Passée l'euphorie du succès qu'ils ont cru remporter sur le gouvernement, les jeunes se retrouvent avec leur angoisse au fond du cœur et, pensent-ils, le chômage pour tout horizon.

Cette angoisse est-elle justifiée ? Pour bon nombre de jeunes, sans doute. Ceux qui n'ont aucune qualification, ceux qui se sentent rejetés par la société et condamnés à vivre d'expédients. comment pourraient-ils, en regardant devant eux, ressentir le moindre espoir ?

Si la violence, dans un pays démocratique, ne saurait être tolérée et doit être sanctionnée, les excès auxquels se sont livrés les casseurs lors des manifestations de ces derniers jours, donnent la mesure du désespoir dans lequel a sombré une partie de la jeunesse de notre pays. Et aucun responsable politique ne peut se proclamer innocent devant le désespoir de la jeunesse. Certains des dirigeants de l'opposition ont, pour le moins, manqué de pudeur pendant ces événements.

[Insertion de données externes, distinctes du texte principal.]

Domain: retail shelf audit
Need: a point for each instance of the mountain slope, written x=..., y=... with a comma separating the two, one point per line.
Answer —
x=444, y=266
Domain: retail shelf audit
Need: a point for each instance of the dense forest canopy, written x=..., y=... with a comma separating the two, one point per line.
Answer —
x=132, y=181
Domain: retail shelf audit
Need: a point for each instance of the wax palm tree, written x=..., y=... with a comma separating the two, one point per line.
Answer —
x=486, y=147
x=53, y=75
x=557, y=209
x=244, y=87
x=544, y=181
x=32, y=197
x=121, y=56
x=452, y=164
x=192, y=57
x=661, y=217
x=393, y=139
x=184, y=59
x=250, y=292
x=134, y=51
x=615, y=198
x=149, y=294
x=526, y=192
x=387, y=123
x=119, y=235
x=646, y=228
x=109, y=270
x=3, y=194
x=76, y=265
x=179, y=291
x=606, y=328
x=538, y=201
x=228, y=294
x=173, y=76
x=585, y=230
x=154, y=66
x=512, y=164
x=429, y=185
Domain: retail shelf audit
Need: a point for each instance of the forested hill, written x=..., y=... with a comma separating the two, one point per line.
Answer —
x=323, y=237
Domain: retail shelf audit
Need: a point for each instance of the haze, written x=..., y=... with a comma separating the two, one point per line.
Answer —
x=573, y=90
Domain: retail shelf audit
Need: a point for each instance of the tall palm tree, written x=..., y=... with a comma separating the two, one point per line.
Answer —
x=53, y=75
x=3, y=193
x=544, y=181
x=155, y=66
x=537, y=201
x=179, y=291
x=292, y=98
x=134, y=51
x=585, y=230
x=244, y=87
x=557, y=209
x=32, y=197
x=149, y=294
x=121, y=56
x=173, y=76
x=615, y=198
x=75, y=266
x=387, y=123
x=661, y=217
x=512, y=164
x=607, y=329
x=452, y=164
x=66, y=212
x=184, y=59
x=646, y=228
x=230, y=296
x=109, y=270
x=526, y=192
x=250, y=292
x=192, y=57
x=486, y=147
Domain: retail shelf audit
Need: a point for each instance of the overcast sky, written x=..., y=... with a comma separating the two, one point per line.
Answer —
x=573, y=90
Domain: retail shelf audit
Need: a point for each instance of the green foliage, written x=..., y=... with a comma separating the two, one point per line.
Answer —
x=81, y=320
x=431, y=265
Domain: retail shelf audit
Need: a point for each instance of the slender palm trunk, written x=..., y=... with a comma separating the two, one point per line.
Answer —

Mais il n'est pas vrai que tous ceux qui ont aujourd'hui vingt ans – ou un peu plus ou un peu moins – forment une génération perdue. N'entretenons pas, par des propos alarmistes, le sentiment d'une fatalité que rien ne justifie. Si les responsables politiques ont toujours tort lorsqu'ils n'écoutent pas les jeunes ou ne cherchent pas à les comprendre, leur tort est aussi grave s'ils ne font pas l'effort de les aider à comprendre, s'ils n'ont pas le courage de leur dire la vérité.

Il faut leur dire, par exemple, que l'entrée dans la vie active est toujours un moment difficile de la vie.

Dire aussi, à ceux qui ont la chance et le mérite de faire des études, que les diplômes sont toujours un rempart efficace contre le chômage, puisque le taux de chômage chez les jeunes qui sont munis d'un diplôme égal ou supérieur au baccalauréat, est quatre fois inférieur à celui des jeunes sans diplômes. Il faut leur dire, enfin, que, malgré les difficultés qu'ils rencontrent, les étudiants demeurent des privilégiés par rapport à la majorité de ceux de leur âge et que s'il est légitime qu'ils se préoccupent de leur avenir, ils doivent aussi être animés, dès maintenant, par la volonté de contribuer, par leur intelligence, leur travail, et leur générosité, à la construction d'une société plus solidaire et plus conviviale. Une société où il n'y aurait plus d'exclus.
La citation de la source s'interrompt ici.